There are also knitters who like to hunt for rare and intriguing yarn blends at bargain prices. Mills and fashion houses will sometimes sell off random quantities of seconds, limited run, or overstock yarns, available through various auction and discount sites. As these yarns come straight from the factory, they are usually only available on cones.
Finally, if you are knitting a large sweater, a blanket, or other voluminous item and like to work with an unbroken quantity of yarn sufficient to cover the entire project, buying a cone will make that possible.
As for whether it’s worth it? I get that question a lot and don’t really know how to answer it, as we all have such different knitting backgrounds. Financially, it makes sense if you actually use up the entire cone. Otherwise, you are better off buying individual skeins on an as-needed basis.
3. How do you knit with coned yarn?
One common complaint I hear from knitters who’ve tried working with coned yarn and did not like it, is that the yarn does not ‘flow’ easily from the cone. Granted, a cone of yarn is not the same as a ball or cake. It is large, heavy and immobile, and therefore needs to be positioned thoughtfully in relation to the knitter. For best results, a cone should stand on the floor, directly underneath the knitter’s chair, so that the yarn is coming straight from below. This is the only configuration in which the yarn is able unravel from the cone smoothly. If you place it beside you on the sofa, table, or bed, you will be pulling at the yarn from the side; it will be hard-going and the cone will have a tendency to topple over.
4. What about the spinning grease? Does it make the yarn unpleasant to knit with? And how do you wash it off?
Although some knitters get used to working with yarn which still has spinning oils in it, and actually grow to like it, I would say objectively speaking it is not as pleasurable to knit with as a soft fluffy yarn from which the spinning oils have been removed. So if you are a ‘process knitter’ and the tactile experience of working with the yarn is important, give this some serious consideration before committing to cones. With the grease left in, the yarn will feel ‘ropey’ and somewhat harsh, and may leave an unpleasant residue on your hands.
Furthermore, it is worth being aware that different mills use different types of grease/spinning oils. Some of them are more or less harmless, others may be downright toxic to handle for prolonged periods of time with bare hands. (You can generally tell which one it is by the smell!) In the event of the latter, you will definitely want to wash the yarn before knitting with it. This can be done by winding the yarn into hanks (or one enormous hank, if you wish to keep it unbroken - see Yarn Baby!), securing the hank(s) with ties, and washing in hot water, with liquid soap or dishwashing fluid.

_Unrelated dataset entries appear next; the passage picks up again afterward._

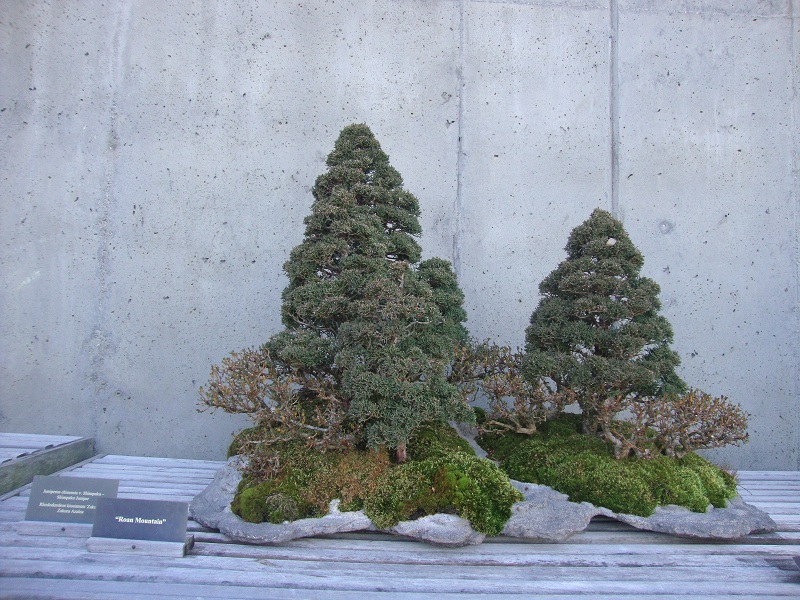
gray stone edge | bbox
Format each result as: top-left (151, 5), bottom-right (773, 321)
top-left (189, 457), bottom-right (777, 547)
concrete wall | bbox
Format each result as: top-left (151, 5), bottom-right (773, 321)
top-left (0, 0), bottom-right (800, 469)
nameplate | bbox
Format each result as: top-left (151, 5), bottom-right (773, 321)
top-left (92, 498), bottom-right (189, 544)
top-left (25, 475), bottom-right (119, 525)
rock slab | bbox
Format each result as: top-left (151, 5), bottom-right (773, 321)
top-left (189, 457), bottom-right (777, 547)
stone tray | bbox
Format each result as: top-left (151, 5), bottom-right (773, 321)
top-left (189, 457), bottom-right (777, 546)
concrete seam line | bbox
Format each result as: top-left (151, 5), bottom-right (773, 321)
top-left (451, 0), bottom-right (465, 279)
top-left (608, 0), bottom-right (620, 218)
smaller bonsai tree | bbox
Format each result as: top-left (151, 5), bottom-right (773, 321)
top-left (484, 209), bottom-right (747, 458)
top-left (201, 125), bottom-right (473, 468)
top-left (475, 210), bottom-right (747, 516)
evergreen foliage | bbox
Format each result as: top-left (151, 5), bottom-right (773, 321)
top-left (480, 414), bottom-right (737, 517)
top-left (523, 209), bottom-right (686, 452)
top-left (201, 125), bottom-right (472, 462)
top-left (478, 209), bottom-right (747, 458)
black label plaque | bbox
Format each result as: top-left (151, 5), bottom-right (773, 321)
top-left (25, 475), bottom-right (119, 524)
top-left (92, 498), bottom-right (189, 543)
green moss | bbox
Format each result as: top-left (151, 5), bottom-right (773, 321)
top-left (231, 442), bottom-right (390, 523)
top-left (479, 415), bottom-right (736, 516)
top-left (407, 423), bottom-right (475, 461)
top-left (364, 452), bottom-right (522, 535)
top-left (228, 425), bottom-right (266, 458)
top-left (680, 454), bottom-right (737, 508)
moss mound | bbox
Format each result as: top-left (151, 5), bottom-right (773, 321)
top-left (231, 442), bottom-right (390, 523)
top-left (364, 452), bottom-right (522, 535)
top-left (479, 415), bottom-right (736, 517)
top-left (231, 423), bottom-right (522, 535)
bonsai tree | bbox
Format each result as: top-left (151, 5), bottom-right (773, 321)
top-left (520, 209), bottom-right (747, 458)
top-left (201, 125), bottom-right (472, 464)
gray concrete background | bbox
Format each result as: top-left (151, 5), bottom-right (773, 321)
top-left (0, 0), bottom-right (800, 470)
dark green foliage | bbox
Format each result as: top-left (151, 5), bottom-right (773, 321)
top-left (408, 423), bottom-right (475, 461)
top-left (201, 125), bottom-right (473, 460)
top-left (364, 452), bottom-right (522, 535)
top-left (480, 415), bottom-right (736, 516)
top-left (523, 209), bottom-right (686, 455)
top-left (231, 441), bottom-right (391, 523)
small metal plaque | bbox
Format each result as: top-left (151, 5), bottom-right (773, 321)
top-left (25, 475), bottom-right (119, 524)
top-left (92, 498), bottom-right (189, 543)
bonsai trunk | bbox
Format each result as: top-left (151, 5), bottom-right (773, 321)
top-left (395, 443), bottom-right (407, 464)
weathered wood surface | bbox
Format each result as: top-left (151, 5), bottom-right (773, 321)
top-left (0, 433), bottom-right (95, 494)
top-left (0, 456), bottom-right (800, 600)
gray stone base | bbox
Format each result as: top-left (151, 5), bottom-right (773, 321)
top-left (189, 457), bottom-right (777, 547)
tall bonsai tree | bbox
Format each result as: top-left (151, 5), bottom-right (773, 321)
top-left (523, 209), bottom-right (686, 448)
top-left (201, 125), bottom-right (472, 462)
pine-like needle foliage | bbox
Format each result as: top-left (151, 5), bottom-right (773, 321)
top-left (524, 209), bottom-right (686, 452)
top-left (203, 125), bottom-right (472, 460)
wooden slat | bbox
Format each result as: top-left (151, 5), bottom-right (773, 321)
top-left (0, 456), bottom-right (800, 600)
top-left (0, 438), bottom-right (95, 494)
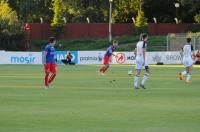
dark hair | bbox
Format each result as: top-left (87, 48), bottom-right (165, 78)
top-left (113, 40), bottom-right (119, 44)
top-left (187, 38), bottom-right (191, 43)
top-left (49, 37), bottom-right (56, 43)
top-left (142, 33), bottom-right (148, 40)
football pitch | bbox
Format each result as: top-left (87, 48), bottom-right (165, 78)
top-left (0, 65), bottom-right (200, 132)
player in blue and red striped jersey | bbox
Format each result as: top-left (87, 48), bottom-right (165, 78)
top-left (44, 37), bottom-right (57, 89)
top-left (99, 40), bottom-right (118, 74)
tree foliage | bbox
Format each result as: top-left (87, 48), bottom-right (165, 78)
top-left (0, 0), bottom-right (24, 50)
top-left (194, 12), bottom-right (200, 24)
top-left (51, 0), bottom-right (65, 38)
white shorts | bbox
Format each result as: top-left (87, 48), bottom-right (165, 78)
top-left (183, 57), bottom-right (194, 67)
top-left (135, 56), bottom-right (144, 70)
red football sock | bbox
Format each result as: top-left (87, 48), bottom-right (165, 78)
top-left (48, 74), bottom-right (56, 84)
top-left (44, 73), bottom-right (49, 86)
top-left (103, 67), bottom-right (108, 73)
top-left (99, 66), bottom-right (105, 72)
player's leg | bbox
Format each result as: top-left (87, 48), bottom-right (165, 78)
top-left (141, 66), bottom-right (150, 89)
top-left (186, 64), bottom-right (192, 83)
top-left (134, 57), bottom-right (143, 89)
top-left (179, 58), bottom-right (188, 80)
top-left (48, 64), bottom-right (57, 84)
top-left (99, 57), bottom-right (110, 73)
top-left (44, 64), bottom-right (50, 88)
top-left (103, 63), bottom-right (110, 73)
top-left (134, 69), bottom-right (141, 89)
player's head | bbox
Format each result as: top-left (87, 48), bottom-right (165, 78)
top-left (186, 38), bottom-right (192, 44)
top-left (140, 33), bottom-right (148, 42)
top-left (49, 37), bottom-right (56, 45)
top-left (112, 40), bottom-right (119, 47)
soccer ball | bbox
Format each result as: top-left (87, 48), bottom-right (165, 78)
top-left (128, 70), bottom-right (133, 76)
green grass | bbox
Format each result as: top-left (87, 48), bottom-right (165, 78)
top-left (32, 35), bottom-right (167, 51)
top-left (0, 65), bottom-right (200, 132)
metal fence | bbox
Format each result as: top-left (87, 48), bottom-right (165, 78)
top-left (167, 32), bottom-right (200, 51)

Note that when it comes to blocking items knitted out of the greased yarn, you will likewise need to wash them in hot water and using some sort of soapy agent. I know this contradicts the ‘block gently in lukewarm water’ instructions we are all accustomed to, but the spinning oils will not come out using the ordinary, gentle method. Don’t worry about the hot water making your yarn felt. Unless you willfully agitate the yarn as you are washing it, hot water alone will not felt it. You are perfectly safe filling a basin with hot-hot-hot water, adding liquid soap, then dumping your yarn/finished item in there and letting it soak for a good hour. Then rinse, and repeat a second time. Only that will get rid of the grease.

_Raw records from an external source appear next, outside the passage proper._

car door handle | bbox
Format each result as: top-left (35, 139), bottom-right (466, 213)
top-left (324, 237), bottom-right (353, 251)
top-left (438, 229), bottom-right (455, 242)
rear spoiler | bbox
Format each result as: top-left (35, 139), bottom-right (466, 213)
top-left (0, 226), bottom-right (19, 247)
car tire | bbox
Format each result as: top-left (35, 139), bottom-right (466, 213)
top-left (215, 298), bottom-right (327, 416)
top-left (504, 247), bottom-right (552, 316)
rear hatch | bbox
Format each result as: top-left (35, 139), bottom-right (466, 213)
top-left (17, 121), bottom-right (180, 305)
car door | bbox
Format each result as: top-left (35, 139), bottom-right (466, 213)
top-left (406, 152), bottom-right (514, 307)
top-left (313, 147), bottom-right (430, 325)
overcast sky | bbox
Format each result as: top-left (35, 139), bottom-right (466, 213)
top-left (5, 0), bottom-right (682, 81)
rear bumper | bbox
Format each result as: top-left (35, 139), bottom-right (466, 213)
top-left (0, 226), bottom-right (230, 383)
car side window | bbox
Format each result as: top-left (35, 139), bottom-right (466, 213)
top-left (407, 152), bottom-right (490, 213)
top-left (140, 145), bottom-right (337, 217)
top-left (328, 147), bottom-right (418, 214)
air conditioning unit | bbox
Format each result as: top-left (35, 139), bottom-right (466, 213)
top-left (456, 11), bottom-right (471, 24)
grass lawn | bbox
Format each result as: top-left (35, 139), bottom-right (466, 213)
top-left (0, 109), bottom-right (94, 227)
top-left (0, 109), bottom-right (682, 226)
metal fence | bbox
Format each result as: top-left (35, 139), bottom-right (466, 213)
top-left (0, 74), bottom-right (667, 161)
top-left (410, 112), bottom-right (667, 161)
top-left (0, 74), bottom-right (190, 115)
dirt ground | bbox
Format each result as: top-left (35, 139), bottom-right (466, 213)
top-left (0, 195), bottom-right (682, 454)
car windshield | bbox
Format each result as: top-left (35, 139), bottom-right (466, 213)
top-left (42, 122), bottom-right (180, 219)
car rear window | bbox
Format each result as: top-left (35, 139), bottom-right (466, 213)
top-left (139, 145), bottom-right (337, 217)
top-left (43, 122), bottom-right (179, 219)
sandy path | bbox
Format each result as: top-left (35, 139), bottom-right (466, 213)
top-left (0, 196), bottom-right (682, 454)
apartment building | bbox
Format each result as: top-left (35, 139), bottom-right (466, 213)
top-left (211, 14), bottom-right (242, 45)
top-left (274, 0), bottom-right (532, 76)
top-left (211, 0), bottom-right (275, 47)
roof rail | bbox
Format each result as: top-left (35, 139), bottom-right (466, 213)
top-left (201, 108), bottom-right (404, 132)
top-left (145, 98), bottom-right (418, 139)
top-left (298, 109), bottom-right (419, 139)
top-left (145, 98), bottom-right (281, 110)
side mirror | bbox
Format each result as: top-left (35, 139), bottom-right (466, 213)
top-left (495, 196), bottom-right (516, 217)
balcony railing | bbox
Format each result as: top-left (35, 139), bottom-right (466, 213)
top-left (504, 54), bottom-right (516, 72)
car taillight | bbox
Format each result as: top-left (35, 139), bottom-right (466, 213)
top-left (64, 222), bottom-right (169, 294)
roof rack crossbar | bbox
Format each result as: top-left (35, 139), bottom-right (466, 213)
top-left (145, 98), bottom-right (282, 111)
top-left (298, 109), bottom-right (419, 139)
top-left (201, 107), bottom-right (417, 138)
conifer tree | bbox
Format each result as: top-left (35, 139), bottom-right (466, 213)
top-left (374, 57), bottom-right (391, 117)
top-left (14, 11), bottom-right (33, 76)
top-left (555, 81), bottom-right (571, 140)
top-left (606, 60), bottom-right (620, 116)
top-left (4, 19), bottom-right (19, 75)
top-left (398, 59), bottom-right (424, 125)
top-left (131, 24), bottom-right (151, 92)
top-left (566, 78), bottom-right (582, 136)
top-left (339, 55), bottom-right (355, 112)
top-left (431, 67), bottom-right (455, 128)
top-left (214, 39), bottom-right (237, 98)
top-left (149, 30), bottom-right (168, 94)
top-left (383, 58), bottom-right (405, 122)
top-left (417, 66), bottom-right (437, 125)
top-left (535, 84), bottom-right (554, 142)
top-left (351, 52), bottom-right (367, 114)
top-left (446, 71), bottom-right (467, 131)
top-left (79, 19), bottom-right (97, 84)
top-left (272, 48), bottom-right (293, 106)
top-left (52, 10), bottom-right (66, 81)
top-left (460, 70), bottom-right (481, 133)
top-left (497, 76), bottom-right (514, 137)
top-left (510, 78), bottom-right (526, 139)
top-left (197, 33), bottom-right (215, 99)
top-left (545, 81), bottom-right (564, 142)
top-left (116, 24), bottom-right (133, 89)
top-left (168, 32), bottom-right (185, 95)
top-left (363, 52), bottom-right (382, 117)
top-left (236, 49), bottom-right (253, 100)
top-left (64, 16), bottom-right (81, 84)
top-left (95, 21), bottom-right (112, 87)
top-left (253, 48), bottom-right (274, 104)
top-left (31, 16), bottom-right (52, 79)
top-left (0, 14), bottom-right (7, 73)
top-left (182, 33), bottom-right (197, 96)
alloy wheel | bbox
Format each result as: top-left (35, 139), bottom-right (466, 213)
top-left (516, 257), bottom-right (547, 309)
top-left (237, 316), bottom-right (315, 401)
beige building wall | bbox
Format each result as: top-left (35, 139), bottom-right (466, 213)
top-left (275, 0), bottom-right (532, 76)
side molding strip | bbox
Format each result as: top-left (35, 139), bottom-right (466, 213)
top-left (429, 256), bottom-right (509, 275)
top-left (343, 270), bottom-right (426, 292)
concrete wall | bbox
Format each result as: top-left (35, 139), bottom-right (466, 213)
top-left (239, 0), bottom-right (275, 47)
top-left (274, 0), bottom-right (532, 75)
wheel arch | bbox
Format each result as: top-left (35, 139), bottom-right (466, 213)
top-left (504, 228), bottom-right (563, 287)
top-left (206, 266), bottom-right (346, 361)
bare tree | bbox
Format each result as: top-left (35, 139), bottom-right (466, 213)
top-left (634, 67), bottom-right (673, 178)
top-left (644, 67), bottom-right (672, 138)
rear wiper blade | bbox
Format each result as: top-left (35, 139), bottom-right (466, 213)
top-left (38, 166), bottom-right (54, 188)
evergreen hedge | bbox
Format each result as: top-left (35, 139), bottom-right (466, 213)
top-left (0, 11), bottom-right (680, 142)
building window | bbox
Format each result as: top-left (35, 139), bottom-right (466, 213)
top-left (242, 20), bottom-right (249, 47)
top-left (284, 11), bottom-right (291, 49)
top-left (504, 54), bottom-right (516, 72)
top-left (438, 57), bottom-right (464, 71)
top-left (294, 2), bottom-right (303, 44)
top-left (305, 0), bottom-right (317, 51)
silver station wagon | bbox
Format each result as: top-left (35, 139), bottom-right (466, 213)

So… in the end of all this, have I made working with coned yarn sound unappealing? It was not my intent! But in summary, there is definitely a reason why yarn producers take the time and resources to thoroughly wash and prepare their yarns before skeining them up and selling them to the hand-knitter! With coned yarns, this process is usually bypassed, and the knitter must weigh that against the benefits of wholesale pricing. Does it make sense for you? Examine your knitting process, the stability of your yarn preferences, and your volume of output - then decide for yourself!